Bodybuilding programs for legs will not help a cyclist just as riding 700kms a week will not help a bodybuilder but there are benefits to lifting weights which emphasise the legs particularly compound exercises such as squats, deadlifts and power cleans.
The reps and weight will also make a difference depending on what you are trying to achieve. Athletes in power sports want to train for explosive power and hit fast twitch muscles fibres, endurance athletes want to target slow twitch muscle. The athletes with the fastest muscle twitch isn't sprinters it is the big heavy powerlifters. They train for that explosive speed. This is simplified of course.
Weight lifting can also help injury prevention and prevent injuries from blancing other muscle groups particularly stabilising muscles. Squats makes just about every muscle in the body work particularly the legs and the stabilising muscles in the rest of the body.
I came off a bike at 40kph (motorbike not treadly, I wish I was that good ) and the doctors sighted my landing position and said the main reason I didn't break my clavicle was because of the strength of the muscle around my neck and chest
If your riding position tends to make the hamstrings work particularly hard it can lead to a muscle imbalance with the quads making you more susceptible to injury. Weightlifting properly can help prevent this.
I spent a lot of time weightlifting and power training when I was younger. I don't do it anymore due to limited time.

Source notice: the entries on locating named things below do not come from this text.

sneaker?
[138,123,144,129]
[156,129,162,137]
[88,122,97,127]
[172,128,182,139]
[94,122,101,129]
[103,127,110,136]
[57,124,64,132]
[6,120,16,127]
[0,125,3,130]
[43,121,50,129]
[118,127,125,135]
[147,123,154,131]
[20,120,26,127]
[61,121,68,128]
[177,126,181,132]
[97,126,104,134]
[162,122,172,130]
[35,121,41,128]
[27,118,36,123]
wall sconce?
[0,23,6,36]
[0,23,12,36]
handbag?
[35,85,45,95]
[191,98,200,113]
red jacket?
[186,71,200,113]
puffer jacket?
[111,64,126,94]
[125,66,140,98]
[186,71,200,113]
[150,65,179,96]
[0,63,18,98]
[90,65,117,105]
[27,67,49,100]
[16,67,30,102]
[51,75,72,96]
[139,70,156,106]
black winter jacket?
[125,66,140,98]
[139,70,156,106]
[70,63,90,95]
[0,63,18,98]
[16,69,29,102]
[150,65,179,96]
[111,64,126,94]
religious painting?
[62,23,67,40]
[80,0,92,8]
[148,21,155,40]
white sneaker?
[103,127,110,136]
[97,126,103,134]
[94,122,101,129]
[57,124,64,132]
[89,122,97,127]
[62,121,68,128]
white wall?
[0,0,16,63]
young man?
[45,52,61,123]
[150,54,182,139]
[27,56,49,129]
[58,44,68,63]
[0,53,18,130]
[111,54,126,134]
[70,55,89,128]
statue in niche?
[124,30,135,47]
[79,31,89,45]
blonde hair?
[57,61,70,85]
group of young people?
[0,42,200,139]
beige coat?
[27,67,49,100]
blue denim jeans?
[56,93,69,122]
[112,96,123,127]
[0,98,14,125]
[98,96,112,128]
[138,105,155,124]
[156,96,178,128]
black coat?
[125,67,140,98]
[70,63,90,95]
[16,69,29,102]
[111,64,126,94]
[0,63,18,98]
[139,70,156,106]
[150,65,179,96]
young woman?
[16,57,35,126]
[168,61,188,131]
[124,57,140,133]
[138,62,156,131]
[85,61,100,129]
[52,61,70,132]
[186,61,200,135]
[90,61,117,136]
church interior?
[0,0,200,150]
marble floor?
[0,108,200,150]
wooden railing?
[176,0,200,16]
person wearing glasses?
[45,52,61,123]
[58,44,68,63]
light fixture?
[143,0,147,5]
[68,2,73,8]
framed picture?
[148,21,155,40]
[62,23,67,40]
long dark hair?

But I do exercises such as squats, lunges and vertical jumps without weights.
Don't discount a weightlifting plan it may actually improve you in ways that you never thought about. But then again I am not a certified expert I just have had experience with riders and weightlifters, sometimes both.
I know track sprinters at the pro level do it. I have seen photos of LA doing weights. So guess there must be something for the cyclists. But guess it all depends on how its done and what are the objectives.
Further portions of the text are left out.